One of the top questions we get from lawyers is if they should elect to file a composite tax return. For a law firm that practices in more than one state, partners will have income tax liabilities and filing requirements wherever the firm establishes a nexus. This complicates their personal returns, as each state has different complex tax laws, driving up tax preparation costs. Some states allow a pass through entity to file a return on behalf of its owners, reporting each owner’s share of state income. A composite return filed by the firm consolidates qualifying nonresident partners into one return, if they elect to do so.
A partner is eligible to elect to file with his firm’s composite return if he is a nonresident in a given state for the entire year, and if he has no other income in that state. However, some states allow more than one composite filing if a partner has multiple K-1’s from such a state. The election is done on a state by state basis; a partner may elect in and out of each individual one. One may receive a tax deduction on Schedule A of his personal tax return for state taxes filed on his behalf by his company.
While participating in a composite return might seem like the obvious choice, there are some disadvantages to doing so. Most states tax the participating individuals at the highest personal income rate, which may be higher than the individual’s income tax rate had he been filing alone. Additionally, if one elects to file a composite return, he forfeits certain deductions, exemptions, and credits that would have been allowed on a personal return. Another disadvantage is that losses can’t be carried forward on composite returns, while they can on individual returns. It is important to consult with a tax advisor to determine if the tax preparation savings gained from opting into a composite return outweigh the benefits of filing separately. Another important point to keep in mind is that there is no statute of limitations regarding a composite return. For example, if a state later discovers other income that should have been reported in that state, the composite year remains open for assessment.

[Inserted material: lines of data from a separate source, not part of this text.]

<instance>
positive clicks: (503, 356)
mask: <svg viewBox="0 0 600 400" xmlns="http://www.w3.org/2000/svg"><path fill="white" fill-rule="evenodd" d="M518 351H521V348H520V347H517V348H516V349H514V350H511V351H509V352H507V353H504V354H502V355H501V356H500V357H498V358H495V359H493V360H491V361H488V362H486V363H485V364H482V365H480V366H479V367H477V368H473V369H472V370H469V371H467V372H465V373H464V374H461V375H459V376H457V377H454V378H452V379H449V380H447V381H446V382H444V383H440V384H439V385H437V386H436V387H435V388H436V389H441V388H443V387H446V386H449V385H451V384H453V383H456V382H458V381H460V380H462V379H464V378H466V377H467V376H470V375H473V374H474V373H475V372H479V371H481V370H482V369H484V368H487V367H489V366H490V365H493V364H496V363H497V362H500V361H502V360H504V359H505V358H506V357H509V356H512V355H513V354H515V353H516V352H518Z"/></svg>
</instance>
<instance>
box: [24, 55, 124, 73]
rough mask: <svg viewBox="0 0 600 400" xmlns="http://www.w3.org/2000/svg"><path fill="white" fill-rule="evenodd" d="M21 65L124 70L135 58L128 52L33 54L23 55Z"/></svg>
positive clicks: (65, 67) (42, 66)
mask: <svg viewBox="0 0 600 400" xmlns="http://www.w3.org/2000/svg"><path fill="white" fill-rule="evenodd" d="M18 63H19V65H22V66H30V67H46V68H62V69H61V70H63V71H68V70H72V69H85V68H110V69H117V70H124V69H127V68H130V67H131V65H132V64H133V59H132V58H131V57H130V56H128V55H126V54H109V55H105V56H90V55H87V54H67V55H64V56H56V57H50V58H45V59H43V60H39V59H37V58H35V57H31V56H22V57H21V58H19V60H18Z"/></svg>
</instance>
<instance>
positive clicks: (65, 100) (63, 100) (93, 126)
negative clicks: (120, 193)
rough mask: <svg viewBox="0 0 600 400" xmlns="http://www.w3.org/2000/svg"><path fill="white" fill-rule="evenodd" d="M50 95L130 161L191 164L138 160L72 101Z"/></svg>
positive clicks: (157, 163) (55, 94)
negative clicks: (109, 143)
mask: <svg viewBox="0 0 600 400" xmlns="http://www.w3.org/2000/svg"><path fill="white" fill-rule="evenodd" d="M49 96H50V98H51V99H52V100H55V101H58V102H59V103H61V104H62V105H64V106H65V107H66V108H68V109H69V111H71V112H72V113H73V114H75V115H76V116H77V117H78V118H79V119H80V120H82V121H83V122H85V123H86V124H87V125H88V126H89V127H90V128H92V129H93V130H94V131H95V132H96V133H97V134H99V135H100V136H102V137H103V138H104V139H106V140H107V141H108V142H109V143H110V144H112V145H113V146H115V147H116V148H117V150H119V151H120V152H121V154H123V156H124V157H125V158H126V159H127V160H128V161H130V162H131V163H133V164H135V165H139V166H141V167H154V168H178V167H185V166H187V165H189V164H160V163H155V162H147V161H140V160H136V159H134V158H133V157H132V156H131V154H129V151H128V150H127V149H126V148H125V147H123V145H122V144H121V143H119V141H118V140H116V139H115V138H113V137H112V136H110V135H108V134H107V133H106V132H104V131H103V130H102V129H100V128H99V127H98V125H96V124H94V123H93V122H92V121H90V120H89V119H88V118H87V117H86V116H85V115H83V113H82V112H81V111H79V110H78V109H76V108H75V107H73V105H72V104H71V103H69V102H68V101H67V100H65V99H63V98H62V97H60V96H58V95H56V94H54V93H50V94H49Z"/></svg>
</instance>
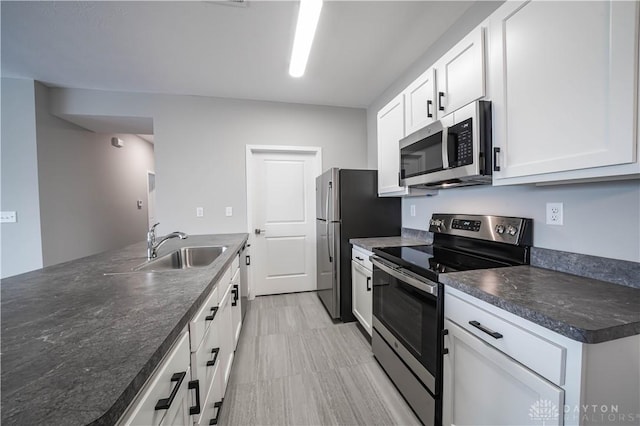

There are some specific issues that come up for S-Corporations filing composite returns. As an S-Corp, partners must receive distributions pro-rata, which means according to their ownership percentage. This often complicates matters when firms file composite returns and make payments accordingly. If, for example, nonresidents are taxed at higher rates than residents or nonparticipating members, they will often receive larger distributions in order to satisfy their larger tax liability. Companies who do so should institute annual corrective distributions so as not to jeopardize their S-Corp status.
Firms that operate in more than one state often elect to file composite returns, in order to simplify tax preparation and minimize preparation costs. The election to participate in a firm’s composite return can be made by each partner, for each state. Although it seems simple to participate, one should first consult with a tax advisor to analyze the relevant issues and determine which decision will be the most beneficial.